During the 14-month study, Horuzsko and his team used mouse studies to gather data on the effect of TREM-1 in the liver cells and identify potential sources for therapies. Because a mouse's life span is about three years, the length of the study mimicked a similar 20- to 30-year cancer progression of liver cancer in humans.

Two sets of mice—one with the TREM-1 gene removed—were exposed to the cancer-causing agent diethylnitrosamine, or DEN, which is present in tobacco smoke, chemicals and other products. Within just 48 hours of DEN injection, the control mice were already showing signs of liver cell injury and death and high levels of TREM-1 expression in the liver's Kupffer cells. These specialized liver cells normally destroy bacteria and worn-out red blood cells. Eight months later, these mice also showed massive liver tumors.

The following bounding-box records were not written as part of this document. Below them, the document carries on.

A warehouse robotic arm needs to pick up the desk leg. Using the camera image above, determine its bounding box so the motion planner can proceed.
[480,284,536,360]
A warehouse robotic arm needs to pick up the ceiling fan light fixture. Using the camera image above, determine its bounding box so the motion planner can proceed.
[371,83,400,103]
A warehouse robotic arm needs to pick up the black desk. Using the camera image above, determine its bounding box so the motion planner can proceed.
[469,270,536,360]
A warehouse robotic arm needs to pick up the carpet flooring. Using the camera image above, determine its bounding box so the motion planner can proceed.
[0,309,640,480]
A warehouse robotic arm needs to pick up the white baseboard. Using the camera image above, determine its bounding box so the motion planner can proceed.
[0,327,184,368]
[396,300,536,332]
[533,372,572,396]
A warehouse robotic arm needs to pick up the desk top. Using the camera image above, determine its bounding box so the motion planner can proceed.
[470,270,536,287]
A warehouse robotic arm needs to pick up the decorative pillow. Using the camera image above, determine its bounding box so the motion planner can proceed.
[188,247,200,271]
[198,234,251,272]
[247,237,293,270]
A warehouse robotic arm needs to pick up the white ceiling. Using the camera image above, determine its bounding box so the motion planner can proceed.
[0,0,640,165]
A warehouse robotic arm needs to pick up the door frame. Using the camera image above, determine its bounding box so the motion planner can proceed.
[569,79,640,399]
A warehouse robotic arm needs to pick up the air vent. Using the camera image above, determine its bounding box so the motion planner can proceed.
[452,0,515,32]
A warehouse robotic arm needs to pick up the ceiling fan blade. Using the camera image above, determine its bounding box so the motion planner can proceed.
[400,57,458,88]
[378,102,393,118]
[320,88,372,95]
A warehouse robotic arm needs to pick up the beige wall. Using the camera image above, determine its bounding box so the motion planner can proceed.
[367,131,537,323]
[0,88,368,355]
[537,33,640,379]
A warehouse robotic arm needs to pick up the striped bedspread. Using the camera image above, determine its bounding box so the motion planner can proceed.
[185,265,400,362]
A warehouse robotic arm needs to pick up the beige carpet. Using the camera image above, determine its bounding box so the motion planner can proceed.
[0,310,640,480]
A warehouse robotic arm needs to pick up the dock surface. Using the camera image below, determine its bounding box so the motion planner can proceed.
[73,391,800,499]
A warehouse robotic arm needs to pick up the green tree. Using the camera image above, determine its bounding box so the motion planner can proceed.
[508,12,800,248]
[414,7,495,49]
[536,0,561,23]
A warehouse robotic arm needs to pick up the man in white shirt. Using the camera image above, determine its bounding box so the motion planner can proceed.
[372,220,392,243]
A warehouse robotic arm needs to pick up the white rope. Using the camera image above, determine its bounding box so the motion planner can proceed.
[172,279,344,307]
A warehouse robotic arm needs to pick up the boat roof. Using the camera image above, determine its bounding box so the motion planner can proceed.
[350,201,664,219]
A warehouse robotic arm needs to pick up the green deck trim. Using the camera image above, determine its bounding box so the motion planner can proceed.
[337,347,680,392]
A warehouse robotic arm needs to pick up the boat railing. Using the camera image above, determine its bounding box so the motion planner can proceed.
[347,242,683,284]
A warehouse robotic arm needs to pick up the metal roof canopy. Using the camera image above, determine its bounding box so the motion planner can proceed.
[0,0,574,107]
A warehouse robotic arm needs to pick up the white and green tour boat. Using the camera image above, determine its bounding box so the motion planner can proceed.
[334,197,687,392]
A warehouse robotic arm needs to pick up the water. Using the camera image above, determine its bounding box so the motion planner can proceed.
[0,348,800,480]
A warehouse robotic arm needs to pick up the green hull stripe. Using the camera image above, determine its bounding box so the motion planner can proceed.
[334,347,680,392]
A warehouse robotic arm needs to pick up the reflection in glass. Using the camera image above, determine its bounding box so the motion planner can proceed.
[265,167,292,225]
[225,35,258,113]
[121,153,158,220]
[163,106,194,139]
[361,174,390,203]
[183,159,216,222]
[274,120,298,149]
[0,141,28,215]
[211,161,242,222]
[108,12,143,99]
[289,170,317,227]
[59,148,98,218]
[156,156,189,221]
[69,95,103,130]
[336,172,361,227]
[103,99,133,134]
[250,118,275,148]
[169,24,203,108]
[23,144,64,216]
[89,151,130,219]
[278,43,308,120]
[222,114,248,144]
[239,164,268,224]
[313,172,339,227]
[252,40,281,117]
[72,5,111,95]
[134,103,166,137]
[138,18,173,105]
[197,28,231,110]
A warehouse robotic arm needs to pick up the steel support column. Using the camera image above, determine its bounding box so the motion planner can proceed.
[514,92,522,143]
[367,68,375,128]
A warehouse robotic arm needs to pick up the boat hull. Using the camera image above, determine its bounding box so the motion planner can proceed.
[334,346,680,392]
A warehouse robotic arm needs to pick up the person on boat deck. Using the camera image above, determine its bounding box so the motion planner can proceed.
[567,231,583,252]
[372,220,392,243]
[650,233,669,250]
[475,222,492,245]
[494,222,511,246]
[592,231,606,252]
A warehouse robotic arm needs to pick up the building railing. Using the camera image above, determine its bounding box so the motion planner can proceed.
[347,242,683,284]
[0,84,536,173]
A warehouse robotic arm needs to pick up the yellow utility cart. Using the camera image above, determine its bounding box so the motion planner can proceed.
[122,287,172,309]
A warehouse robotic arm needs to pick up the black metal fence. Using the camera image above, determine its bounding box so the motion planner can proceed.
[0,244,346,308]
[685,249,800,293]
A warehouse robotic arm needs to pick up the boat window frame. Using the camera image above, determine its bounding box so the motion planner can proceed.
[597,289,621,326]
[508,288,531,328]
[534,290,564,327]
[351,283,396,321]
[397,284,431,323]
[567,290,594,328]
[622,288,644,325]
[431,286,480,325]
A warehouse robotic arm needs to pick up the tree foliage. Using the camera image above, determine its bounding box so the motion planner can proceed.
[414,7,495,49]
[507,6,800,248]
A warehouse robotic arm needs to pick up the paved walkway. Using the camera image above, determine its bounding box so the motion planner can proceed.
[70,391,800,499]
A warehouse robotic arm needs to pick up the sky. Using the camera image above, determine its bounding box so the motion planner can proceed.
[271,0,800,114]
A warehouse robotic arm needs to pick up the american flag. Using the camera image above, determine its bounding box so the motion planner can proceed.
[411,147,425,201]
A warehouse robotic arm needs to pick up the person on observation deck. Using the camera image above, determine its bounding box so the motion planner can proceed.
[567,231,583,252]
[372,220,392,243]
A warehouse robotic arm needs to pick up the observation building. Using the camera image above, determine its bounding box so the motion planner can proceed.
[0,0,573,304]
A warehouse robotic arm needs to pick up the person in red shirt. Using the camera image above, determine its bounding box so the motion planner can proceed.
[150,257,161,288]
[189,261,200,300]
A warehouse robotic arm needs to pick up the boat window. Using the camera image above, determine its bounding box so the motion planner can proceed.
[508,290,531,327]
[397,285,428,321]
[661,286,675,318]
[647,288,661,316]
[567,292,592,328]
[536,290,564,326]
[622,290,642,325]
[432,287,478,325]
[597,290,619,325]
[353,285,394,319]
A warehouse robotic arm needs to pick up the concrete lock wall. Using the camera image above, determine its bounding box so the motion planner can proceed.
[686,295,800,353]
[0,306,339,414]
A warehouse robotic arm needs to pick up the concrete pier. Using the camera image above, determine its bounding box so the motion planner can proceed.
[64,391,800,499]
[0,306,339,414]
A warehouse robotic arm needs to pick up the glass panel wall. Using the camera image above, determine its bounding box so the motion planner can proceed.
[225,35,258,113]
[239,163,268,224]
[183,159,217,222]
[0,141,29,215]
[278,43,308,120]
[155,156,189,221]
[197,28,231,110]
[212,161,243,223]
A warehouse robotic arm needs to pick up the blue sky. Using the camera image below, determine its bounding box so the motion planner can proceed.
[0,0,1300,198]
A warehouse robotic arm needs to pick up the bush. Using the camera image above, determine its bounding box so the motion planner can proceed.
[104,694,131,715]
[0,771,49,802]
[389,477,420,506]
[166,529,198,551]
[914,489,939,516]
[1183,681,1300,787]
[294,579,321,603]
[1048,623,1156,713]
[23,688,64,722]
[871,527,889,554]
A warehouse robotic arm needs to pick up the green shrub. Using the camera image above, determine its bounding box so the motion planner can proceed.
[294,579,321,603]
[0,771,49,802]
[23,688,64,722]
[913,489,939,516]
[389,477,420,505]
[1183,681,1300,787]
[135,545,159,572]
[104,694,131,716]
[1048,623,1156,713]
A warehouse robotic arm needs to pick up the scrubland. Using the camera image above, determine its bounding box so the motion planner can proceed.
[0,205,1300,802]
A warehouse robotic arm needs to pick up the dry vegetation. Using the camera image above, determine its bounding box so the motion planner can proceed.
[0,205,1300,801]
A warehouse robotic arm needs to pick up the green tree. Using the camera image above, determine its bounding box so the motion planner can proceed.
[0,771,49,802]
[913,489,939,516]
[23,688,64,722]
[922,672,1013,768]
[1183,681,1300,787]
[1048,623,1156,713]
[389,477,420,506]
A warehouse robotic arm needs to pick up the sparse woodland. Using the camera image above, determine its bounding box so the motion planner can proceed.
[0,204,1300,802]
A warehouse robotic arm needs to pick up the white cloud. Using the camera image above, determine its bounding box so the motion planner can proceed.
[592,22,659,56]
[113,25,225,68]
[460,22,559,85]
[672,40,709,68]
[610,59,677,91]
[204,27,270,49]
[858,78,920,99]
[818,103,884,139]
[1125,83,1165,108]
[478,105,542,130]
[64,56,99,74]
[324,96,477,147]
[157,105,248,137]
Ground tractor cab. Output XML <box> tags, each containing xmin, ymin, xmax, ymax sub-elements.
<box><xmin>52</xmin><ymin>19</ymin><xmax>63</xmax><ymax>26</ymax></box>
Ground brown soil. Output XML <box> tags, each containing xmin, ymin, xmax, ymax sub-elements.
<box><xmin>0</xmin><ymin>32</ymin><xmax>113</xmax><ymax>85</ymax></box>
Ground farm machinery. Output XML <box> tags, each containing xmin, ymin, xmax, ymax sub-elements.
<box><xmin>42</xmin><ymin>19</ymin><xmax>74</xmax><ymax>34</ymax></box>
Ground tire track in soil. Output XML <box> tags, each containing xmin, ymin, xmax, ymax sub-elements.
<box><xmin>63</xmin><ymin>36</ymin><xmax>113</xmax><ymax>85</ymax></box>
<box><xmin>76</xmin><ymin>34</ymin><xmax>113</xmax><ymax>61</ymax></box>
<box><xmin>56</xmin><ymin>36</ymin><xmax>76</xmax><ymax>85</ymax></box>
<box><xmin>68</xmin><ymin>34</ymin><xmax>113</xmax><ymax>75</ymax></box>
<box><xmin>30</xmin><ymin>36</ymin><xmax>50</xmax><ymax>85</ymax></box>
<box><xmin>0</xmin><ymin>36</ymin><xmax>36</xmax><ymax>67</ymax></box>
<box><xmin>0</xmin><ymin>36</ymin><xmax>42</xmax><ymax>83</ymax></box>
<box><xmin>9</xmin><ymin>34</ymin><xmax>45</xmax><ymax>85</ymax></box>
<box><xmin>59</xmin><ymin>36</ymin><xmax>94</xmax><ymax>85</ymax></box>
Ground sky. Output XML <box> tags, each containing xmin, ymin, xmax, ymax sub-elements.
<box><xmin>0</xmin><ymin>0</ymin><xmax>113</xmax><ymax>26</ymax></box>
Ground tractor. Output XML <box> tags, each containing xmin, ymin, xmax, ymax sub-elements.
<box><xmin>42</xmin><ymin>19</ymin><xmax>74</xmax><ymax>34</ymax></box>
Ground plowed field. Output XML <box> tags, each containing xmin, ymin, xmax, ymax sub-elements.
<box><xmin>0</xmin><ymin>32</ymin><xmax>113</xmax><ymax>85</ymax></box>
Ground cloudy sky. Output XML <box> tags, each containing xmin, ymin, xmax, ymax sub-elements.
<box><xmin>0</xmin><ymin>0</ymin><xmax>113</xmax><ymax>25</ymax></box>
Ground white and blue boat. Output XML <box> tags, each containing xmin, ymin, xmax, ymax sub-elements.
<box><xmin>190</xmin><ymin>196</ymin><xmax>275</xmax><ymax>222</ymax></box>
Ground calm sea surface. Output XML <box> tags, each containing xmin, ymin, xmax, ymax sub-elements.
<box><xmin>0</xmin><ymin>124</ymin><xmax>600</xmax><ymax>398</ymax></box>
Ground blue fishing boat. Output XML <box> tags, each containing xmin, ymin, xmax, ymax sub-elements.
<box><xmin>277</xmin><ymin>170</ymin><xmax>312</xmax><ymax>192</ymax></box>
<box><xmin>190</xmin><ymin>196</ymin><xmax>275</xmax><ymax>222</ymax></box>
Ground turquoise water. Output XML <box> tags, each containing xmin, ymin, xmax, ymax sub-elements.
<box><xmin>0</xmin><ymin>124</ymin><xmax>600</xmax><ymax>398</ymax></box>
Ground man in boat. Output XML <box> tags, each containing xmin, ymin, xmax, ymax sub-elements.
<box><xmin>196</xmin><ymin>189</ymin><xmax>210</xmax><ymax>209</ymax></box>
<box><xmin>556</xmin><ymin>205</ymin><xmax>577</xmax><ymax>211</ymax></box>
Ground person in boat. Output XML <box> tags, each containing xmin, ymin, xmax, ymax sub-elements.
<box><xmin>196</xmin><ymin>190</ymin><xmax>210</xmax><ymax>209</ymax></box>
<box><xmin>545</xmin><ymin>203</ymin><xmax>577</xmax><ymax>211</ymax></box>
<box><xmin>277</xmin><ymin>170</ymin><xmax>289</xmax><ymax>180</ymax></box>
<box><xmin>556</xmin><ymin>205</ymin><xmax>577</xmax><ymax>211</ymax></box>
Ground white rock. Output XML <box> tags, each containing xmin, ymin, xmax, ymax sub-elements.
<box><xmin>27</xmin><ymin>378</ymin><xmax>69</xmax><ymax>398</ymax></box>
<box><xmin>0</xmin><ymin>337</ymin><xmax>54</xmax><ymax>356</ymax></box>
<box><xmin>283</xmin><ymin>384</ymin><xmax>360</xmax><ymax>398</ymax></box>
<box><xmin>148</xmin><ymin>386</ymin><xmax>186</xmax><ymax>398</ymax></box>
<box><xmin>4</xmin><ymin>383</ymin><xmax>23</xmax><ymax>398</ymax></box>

But the mice with the gene removed remained healthy, showing very few changes—and very small, if any, tumors after eight months. The only difference between the two groups was the appearance of TREM-1 in the Kupffer cells.

Horuzko's team hopes the findings—and their potential in TREM-1-related cancer treatment—will be applicable to other cancers as well. "TREM-1 could be a target for any inflammation-associated cancer," said Horuzsko. "In the future, we could use a drug to target TREM-1 in the body. We are already working in this direction."

Horuzsko's team also identified another potential target for drug therapy during the study—a product of liver cell injury and death called HMGB1. HMGB1 is a previously unknown activating ligand, or agent, that stimulates Kupffer cells to produce the TREM-1 protein and start the inflammatory process.

"Advanced drug therapies for cancer are a growing field of research, and immune therapies are an important part of our mission," said Dr. Samir N. Khleif, Director of the GHSU Cancer Center. "Studies like Dr. Horuzsko's are leading the way to identify targeted therapies that will become our future standards of care. As we open the door to new scientific discoveries, this enables us to provide better care to patients and families with cancer. "

The GHSU Cancer Center is the region's only dedicated clinical cancer and cancer research center, offering Phase 1 clinical trials. The center is also working to become Georgia's second National Cancer Institute-designated cancer center.

The Cancer and Inflammation Program at the National Cancer Institute also provided work on this study, which was funded by National Institutes of Health grants.